Training resnet on increasing fraction of a dataset

Hello there!

For a ongoing research project, we are utilizing a NF-ResNet 26 model and training it to classify two outcomes (yes/no). We’d like to follow this approach: Take a fraction of the dataset (1%-10%), and train each fraction for a number of 50 epochs. Afterwards the model is tested on the whole validation dataset, the fraction increases and so on. I’ve never tried an approach like this, so I want to make sure that the code I set up is properly working. It looks like this

results = {
    'fraction': [],
    'epoch': [],
    'train_loss': [],
    'train_accuracy':[],
    'val_loss': [],
    'val_accuracy': []
}

num_epochs = 50
total_samples = len(train_dataset)

    # Create a subset of the dataset
for fraction in range(1, 11):  # 1% to 10%
    # Calculate the number of samples for the current fraction
    num_samples = int(total_samples * (fraction / 100))
    subset_indices = list(range(num_samples))

    subset= Subset(train_dataset, subset_indices)
 

    # Create a DataLoader for the current subset
    train_loader = DataLoader(subset, batch_size=32, shuffle=True)

    print(f"Training with {fraction}% of the dataset ({num_samples} samples)...")

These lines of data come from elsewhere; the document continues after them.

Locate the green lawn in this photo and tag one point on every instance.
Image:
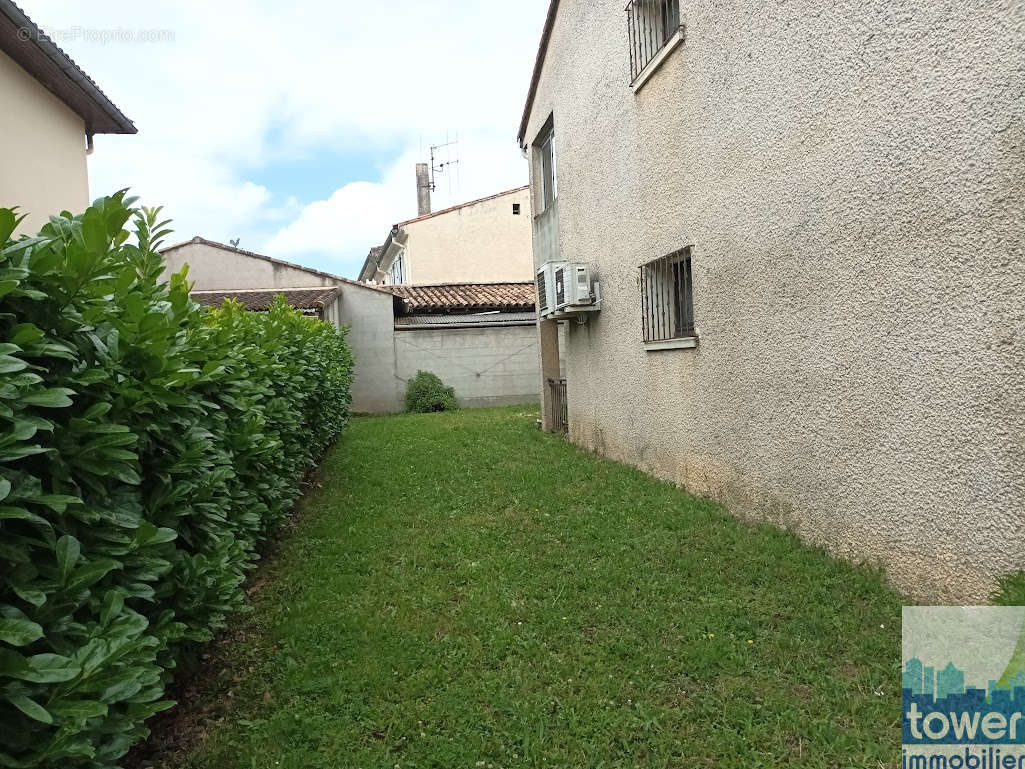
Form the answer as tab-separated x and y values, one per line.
464	591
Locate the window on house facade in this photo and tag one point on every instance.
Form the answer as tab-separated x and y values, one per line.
549	179
652	24
667	297
399	271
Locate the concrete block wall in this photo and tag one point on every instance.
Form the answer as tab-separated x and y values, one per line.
486	366
371	330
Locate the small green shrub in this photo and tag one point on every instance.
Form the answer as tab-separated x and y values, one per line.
147	445
1011	591
425	393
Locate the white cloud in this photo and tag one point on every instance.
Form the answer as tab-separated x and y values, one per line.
244	84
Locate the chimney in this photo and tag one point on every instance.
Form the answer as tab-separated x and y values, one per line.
422	189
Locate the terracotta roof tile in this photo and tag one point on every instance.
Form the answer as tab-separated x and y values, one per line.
260	299
465	297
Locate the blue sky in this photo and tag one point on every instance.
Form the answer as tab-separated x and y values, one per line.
296	127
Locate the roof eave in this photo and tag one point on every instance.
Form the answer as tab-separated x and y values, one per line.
112	120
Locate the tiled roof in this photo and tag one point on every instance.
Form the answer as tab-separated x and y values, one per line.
260	299
468	203
464	297
466	320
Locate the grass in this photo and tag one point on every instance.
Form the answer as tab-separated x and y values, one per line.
466	592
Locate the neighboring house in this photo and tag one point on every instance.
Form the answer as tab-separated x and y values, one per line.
465	279
480	338
51	110
806	220
484	241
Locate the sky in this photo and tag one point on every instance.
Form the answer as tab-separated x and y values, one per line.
296	126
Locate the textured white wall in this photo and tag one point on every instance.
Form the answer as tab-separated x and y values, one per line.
43	170
851	177
486	366
216	269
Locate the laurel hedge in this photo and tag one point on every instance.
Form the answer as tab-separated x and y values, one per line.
147	446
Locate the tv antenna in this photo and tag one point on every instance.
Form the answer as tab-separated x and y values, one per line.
440	166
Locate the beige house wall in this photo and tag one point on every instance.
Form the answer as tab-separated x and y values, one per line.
483	242
43	170
851	178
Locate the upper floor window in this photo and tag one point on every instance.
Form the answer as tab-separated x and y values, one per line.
653	26
546	162
667	298
399	271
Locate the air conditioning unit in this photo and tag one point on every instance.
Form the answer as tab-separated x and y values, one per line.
566	288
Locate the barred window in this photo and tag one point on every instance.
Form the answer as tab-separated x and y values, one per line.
652	25
667	297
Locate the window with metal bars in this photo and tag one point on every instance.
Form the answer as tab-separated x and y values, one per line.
652	24
667	297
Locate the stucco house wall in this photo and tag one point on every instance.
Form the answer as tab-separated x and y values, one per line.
478	242
213	268
44	165
851	178
490	366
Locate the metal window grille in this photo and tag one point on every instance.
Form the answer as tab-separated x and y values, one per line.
667	297
651	25
560	409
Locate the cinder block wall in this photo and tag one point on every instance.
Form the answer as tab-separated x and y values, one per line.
486	366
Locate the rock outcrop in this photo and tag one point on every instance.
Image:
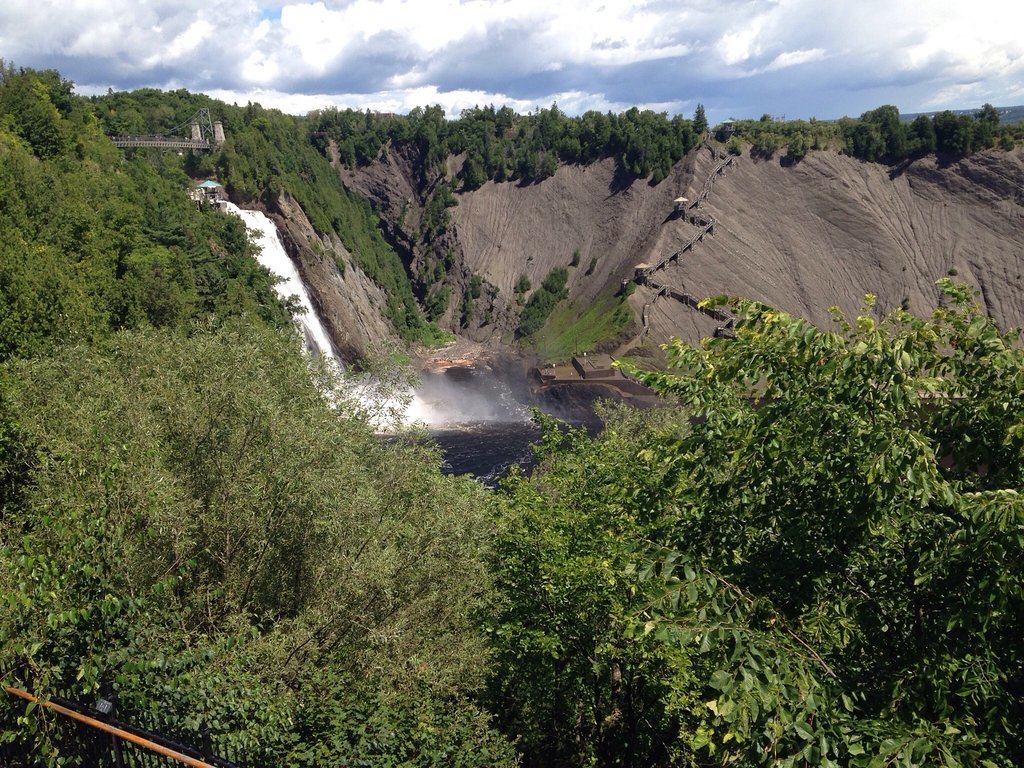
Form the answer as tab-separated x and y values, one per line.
803	236
350	305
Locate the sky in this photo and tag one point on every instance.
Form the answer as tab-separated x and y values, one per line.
739	58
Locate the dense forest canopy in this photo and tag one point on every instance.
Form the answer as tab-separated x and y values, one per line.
812	555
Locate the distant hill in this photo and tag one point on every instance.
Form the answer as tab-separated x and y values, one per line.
1008	115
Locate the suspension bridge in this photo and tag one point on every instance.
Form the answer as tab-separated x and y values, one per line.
204	134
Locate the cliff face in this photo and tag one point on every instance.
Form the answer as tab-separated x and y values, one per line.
802	237
830	228
350	305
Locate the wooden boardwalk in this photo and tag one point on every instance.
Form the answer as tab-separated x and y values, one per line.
165	142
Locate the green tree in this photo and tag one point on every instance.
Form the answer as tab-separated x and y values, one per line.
842	553
699	121
569	683
200	532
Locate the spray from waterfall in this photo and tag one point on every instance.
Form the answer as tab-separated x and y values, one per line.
384	411
273	257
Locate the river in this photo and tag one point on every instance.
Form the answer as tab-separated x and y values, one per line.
480	419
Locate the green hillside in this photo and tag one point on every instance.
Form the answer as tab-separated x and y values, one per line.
813	554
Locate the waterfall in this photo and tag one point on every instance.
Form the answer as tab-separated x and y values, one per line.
274	258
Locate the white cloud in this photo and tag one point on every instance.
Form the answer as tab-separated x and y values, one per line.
523	52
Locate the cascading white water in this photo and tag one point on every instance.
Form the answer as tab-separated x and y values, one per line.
272	256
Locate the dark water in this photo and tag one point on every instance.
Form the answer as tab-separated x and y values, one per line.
486	450
480	418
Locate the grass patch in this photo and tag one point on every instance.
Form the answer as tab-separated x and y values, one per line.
566	334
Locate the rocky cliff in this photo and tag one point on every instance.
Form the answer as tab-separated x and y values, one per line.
803	236
349	304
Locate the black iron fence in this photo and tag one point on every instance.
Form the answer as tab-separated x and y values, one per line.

    for epoch in range(num_epochs):

        model.train()  # Set model to training mode

        running_loss = 0.0
        train_correct = 0
        train_total = 0
        for inputs, labels in train_loader:

            inputs, labels = inputs.to(device), labels.to(device)

            # Zero the parameter gradients
            optimizer.zero_grad()

            # Forward pass
            outputs = model(inputs)
            loss = criterion(outputs, labels)

            _, predicted = torch.max(outputs.data, 1)
            train_total += labels.size(0)
            train_correct += (predicted == labels).sum().item()

            # Backward pass and optimization
            loss.backward()
            optimizer.step()

            running_loss += loss.item()

        # Print the average loss for this epoch
        print(f'Epoch [{epoch+1}/{num_epochs}], Loss: {running_loss/len(train_loader):.4f}')
        # Print the average accuracy for this epoch
        print(f'Epoch[{epoch+1}/{num_epochs}],Train_Accuracy: {100 * train_correct / train_total:.2f}%')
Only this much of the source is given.